What are the benefits of MGC500 compared with a conventional gamma camera?

a)	MGC 500 is portable and mobile enough to bring in the operating room. The conventional gamma camera is a large fixed system requiring a dedicated room for patient imaging.
b)	The conventional gamma camera consists of a scintillating crystal such as a Sodium Iodide and photomultiplier tubes (PMT). These PMT's are comprised of large components limiting system resolution and speed, while the MGC500 utilizes the CdTe semiconductor detector with Tungsten collimator to achieve high spatial resolution of 1.4 mm and much faster acquisition times. This enables physicians to rapidly detect small, close, weak or deep sentinel lymph nodes or adjacent nodes.
c)	The highly sensitive MGC500 can localize sentinel lymph nodes generally in about 60 seconds. This not only shortens the assessment time but also enables localization of nodes with a limited or weak dose, as the radioactivity of the Tc-99m accumulated in the sentinel lymph nodes decreases over time (half-life of Tc-99m is 6 hours) after the injection. It sometimes becomes difficult to detect sentinel lymph nodes using gamma probes during the operation due to limited spatial resolution. In such cases, the MGC500 can be useful to localize the nodes visually.

What are the benefits of MGC500 compared with a gamma probe?

The main difference is that the MGC500 provides high-resolution visual images, while the gamma probes only provide audible tones. Gamma probes typically cannot localize sentinel lymph nodes close to injection sites or in close proximity to each other. If the sentinel nodes do not contain tumor cells, this may eliminate the need to remove additional lymph nodes in the axillary area. The MGC500 has 4.5cm x 4.5cm (1.76x1.76 inches) field of view, and can visualize multiple nodes simultaneously in some cases. Therefore, less invasive surgeries may be possible using the MGC 500 than just using gamma probes.
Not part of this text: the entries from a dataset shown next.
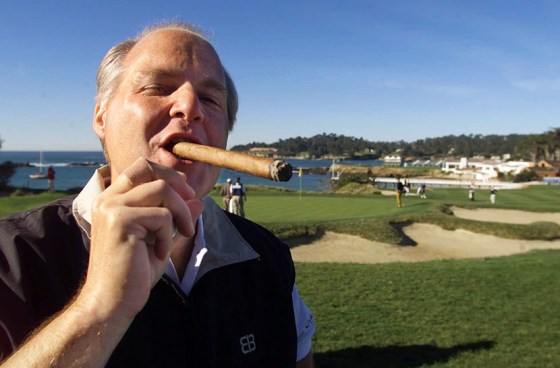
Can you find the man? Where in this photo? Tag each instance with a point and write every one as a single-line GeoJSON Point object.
{"type": "Point", "coordinates": [142, 269]}
{"type": "Point", "coordinates": [400, 190]}
{"type": "Point", "coordinates": [50, 178]}
{"type": "Point", "coordinates": [225, 192]}
{"type": "Point", "coordinates": [237, 198]}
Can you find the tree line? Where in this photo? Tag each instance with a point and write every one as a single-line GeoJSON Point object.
{"type": "Point", "coordinates": [532, 147]}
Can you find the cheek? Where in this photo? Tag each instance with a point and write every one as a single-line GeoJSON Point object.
{"type": "Point", "coordinates": [218, 132]}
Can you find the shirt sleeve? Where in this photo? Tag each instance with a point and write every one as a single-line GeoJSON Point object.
{"type": "Point", "coordinates": [305, 325]}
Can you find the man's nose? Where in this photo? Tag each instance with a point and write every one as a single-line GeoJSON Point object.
{"type": "Point", "coordinates": [186, 104]}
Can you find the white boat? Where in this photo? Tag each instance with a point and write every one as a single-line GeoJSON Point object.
{"type": "Point", "coordinates": [39, 174]}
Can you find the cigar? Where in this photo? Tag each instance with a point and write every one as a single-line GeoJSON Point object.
{"type": "Point", "coordinates": [276, 170]}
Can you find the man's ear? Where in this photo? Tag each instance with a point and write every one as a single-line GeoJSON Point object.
{"type": "Point", "coordinates": [99, 121]}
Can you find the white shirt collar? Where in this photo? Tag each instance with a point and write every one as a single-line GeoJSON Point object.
{"type": "Point", "coordinates": [223, 243]}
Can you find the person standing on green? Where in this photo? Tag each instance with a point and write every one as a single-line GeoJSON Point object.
{"type": "Point", "coordinates": [400, 189]}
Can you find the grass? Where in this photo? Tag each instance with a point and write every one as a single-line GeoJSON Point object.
{"type": "Point", "coordinates": [11, 204]}
{"type": "Point", "coordinates": [501, 312]}
{"type": "Point", "coordinates": [496, 312]}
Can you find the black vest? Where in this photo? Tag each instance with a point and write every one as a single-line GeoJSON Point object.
{"type": "Point", "coordinates": [239, 315]}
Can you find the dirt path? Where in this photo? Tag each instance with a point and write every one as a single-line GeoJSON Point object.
{"type": "Point", "coordinates": [433, 242]}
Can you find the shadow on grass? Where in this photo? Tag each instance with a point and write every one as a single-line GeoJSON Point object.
{"type": "Point", "coordinates": [410, 356]}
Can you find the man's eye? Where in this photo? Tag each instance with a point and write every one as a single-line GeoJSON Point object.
{"type": "Point", "coordinates": [156, 89]}
{"type": "Point", "coordinates": [210, 99]}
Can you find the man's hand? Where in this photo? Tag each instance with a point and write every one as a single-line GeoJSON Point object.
{"type": "Point", "coordinates": [132, 235]}
{"type": "Point", "coordinates": [145, 199]}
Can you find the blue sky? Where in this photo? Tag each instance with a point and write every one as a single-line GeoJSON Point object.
{"type": "Point", "coordinates": [379, 70]}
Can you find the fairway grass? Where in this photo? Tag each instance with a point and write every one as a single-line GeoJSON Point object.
{"type": "Point", "coordinates": [500, 312]}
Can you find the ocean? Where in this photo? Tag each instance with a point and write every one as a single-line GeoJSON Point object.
{"type": "Point", "coordinates": [73, 170]}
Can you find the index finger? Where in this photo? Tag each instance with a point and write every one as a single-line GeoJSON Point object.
{"type": "Point", "coordinates": [144, 171]}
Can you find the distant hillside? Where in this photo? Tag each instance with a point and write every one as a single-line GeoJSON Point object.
{"type": "Point", "coordinates": [328, 145]}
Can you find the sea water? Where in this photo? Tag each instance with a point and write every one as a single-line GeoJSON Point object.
{"type": "Point", "coordinates": [73, 170]}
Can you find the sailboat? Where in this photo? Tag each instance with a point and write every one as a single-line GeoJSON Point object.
{"type": "Point", "coordinates": [40, 174]}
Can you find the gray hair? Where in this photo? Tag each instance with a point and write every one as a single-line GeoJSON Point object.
{"type": "Point", "coordinates": [112, 67]}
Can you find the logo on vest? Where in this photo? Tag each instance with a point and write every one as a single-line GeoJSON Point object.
{"type": "Point", "coordinates": [248, 344]}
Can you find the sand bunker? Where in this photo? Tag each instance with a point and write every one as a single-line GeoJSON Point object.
{"type": "Point", "coordinates": [433, 242]}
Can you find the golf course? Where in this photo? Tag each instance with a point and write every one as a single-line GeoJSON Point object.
{"type": "Point", "coordinates": [442, 282]}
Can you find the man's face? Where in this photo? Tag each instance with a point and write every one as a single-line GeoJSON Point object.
{"type": "Point", "coordinates": [173, 89]}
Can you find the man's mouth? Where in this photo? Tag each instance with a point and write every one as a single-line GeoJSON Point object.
{"type": "Point", "coordinates": [170, 145]}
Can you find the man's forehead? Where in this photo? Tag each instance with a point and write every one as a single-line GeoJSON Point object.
{"type": "Point", "coordinates": [175, 48]}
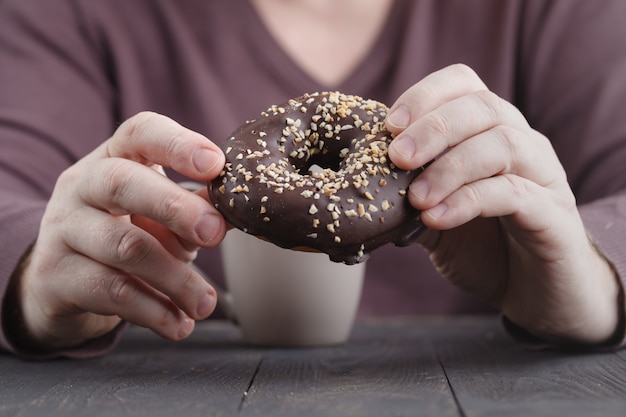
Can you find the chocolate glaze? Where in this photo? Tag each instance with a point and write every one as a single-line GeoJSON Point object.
{"type": "Point", "coordinates": [313, 174]}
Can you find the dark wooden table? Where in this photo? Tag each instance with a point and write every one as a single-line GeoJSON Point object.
{"type": "Point", "coordinates": [402, 367]}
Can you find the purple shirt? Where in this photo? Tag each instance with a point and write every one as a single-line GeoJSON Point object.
{"type": "Point", "coordinates": [71, 71]}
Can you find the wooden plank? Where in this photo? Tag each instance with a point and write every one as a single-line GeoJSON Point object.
{"type": "Point", "coordinates": [384, 370]}
{"type": "Point", "coordinates": [492, 376]}
{"type": "Point", "coordinates": [145, 376]}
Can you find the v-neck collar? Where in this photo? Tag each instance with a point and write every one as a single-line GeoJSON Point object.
{"type": "Point", "coordinates": [280, 64]}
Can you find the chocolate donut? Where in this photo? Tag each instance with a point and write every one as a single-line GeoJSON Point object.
{"type": "Point", "coordinates": [313, 174]}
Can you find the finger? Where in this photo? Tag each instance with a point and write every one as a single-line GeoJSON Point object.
{"type": "Point", "coordinates": [150, 138]}
{"type": "Point", "coordinates": [180, 248]}
{"type": "Point", "coordinates": [117, 243]}
{"type": "Point", "coordinates": [499, 196]}
{"type": "Point", "coordinates": [106, 291]}
{"type": "Point", "coordinates": [429, 93]}
{"type": "Point", "coordinates": [501, 150]}
{"type": "Point", "coordinates": [120, 186]}
{"type": "Point", "coordinates": [450, 124]}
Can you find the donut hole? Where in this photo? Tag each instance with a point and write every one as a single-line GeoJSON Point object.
{"type": "Point", "coordinates": [317, 165]}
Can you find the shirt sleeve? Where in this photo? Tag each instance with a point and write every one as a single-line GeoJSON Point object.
{"type": "Point", "coordinates": [572, 88]}
{"type": "Point", "coordinates": [49, 69]}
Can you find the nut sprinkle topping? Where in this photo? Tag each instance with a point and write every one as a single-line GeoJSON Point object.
{"type": "Point", "coordinates": [313, 174]}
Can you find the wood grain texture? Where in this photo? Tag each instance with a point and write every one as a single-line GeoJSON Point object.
{"type": "Point", "coordinates": [146, 376]}
{"type": "Point", "coordinates": [383, 371]}
{"type": "Point", "coordinates": [401, 367]}
{"type": "Point", "coordinates": [490, 376]}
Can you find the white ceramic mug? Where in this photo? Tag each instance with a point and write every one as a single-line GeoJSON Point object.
{"type": "Point", "coordinates": [281, 297]}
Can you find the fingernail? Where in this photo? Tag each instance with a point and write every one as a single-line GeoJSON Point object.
{"type": "Point", "coordinates": [204, 160]}
{"type": "Point", "coordinates": [400, 117]}
{"type": "Point", "coordinates": [207, 228]}
{"type": "Point", "coordinates": [420, 189]}
{"type": "Point", "coordinates": [186, 328]}
{"type": "Point", "coordinates": [437, 211]}
{"type": "Point", "coordinates": [405, 146]}
{"type": "Point", "coordinates": [205, 306]}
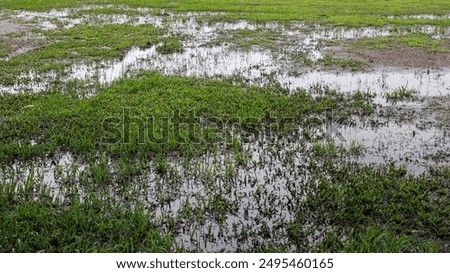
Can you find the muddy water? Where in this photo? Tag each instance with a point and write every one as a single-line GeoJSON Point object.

What is the difference for the correct diagnosis when compared with the blue dye method?

In a recent clinical study investigating early stage breast cancer, the detection rate of sentinel lymph nodes were reported at 76% using the blue dye method only, 92% with gamma probe, 91% with simultaneous use, and 93% with the addition of scintigraphy.

Can the MGC500 determine if lymph nodes are metastasized?

Not currently. The MGC500 software has a feature of drawing a time activity curve (TAC) with dynamic acquisition, so in the future, it may be possible.

What are the key features of the MGC500?

Mobility & Speed: The MGC500 provides high-resolution images in near real-time anywhere it's needed. Using a lightweight handheld camera allows patients to be imaged from any position, angle, or direction.

Field of View (FOV): The MGC500 has 4.5 x 4.5 cm (1.76 x 1.76 inches) FOV, beneficial in detecting small organs and lesions, such as sentinel lymph nodes. The image consists of 1024 pixels, which is 32 x 32 matrix size.

Energy Window Setting: MGC500 software has the energy window setting for up to three windows, which is considered to be useful to detect various kinds of radioisotopes at a time to create enhanced images. (The benefits in clinical use are not yet identified.)

Sound Indicator: Same principle as gamma probes.

DICOM 3.0 (Optional): The acquired images can be pushed and stored to/in the DICOM corresponding server.

Quick measurement (Length, ROI, TAC): The MGC500 software has a general measurement feature for quantitative analysis.

What developments are planned for the MGC500?

While utilizing the benefits of CdTe as a semiconductor detector, we are planning to enlarge the FOV (field of view or imaging area) for imaging areas such as the thyroid.